Independent contractors can be an invaluable addition to your workforce. But how can you be sure the person you’re contracting with is truly independent?

It’s not simply a matter of mutual agreement. You can sign a contract with someone specifically creating an independent contractor relationship that won’t hold up in court because the person is a common law employee.

Misclassifying a common law employee as an independent contractor is a major liability, exposing your business to potential lawsuits, penalties, back taxes, and audits. It can also damage employee productivity and morale. The longer the errors go on, the bigger the risk grows.

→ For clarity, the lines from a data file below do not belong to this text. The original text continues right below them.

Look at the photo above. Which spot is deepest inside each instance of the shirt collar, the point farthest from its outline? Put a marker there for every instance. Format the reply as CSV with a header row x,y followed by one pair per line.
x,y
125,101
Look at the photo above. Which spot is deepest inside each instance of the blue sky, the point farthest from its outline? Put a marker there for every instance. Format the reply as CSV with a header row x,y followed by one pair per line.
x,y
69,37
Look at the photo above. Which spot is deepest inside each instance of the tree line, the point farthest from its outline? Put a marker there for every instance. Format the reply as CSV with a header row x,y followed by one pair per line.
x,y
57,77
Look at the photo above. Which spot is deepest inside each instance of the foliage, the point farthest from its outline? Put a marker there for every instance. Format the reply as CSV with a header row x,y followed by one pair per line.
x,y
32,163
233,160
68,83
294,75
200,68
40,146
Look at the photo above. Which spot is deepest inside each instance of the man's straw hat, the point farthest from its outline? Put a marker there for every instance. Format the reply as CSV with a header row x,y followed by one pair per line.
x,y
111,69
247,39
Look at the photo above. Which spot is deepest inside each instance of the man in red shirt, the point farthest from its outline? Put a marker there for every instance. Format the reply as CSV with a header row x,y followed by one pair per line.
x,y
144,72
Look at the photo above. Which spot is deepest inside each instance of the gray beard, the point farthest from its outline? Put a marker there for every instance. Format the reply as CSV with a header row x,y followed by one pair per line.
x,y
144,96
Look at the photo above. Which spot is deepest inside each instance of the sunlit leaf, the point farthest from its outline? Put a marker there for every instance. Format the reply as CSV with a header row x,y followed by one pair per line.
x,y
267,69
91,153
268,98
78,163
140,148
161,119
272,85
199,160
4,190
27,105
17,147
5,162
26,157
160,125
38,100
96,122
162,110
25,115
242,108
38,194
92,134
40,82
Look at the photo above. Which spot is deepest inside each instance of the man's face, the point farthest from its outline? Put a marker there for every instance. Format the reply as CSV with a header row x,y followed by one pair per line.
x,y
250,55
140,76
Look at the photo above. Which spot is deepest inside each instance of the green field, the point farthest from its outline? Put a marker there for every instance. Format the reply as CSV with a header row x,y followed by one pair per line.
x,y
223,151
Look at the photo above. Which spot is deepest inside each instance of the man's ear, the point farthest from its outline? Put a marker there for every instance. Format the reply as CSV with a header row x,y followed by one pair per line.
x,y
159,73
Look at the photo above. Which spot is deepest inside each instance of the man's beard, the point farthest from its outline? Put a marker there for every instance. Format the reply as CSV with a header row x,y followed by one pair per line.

Before you contract with any worker, you need to know the difference between a common law employee and an independent contractor.

Overview: What is a common law employee?

The Internal Revenue Service (IRS) defines a common law employee as “anyone who performs services for you … if you can control what will be done and how it will be done.”

If you’re thinking the last half of that definition could use a little fleshing out, you have a very good point. Anytime you hire someone to do work, you control some aspects of “what will be done and how it will be done.” You don’t just hire a kid to mow any lawn on the block, right?

So, how much control can you exert before a worker becomes an employee?

Common law employee vs. independent contractor: What’s the difference?

The difference between independent contractor and common law employee rides on the control and independence evidenced in the relationship. You may be accustomed to taking a very hands-on approach to managing employees. Contractors require a different approach.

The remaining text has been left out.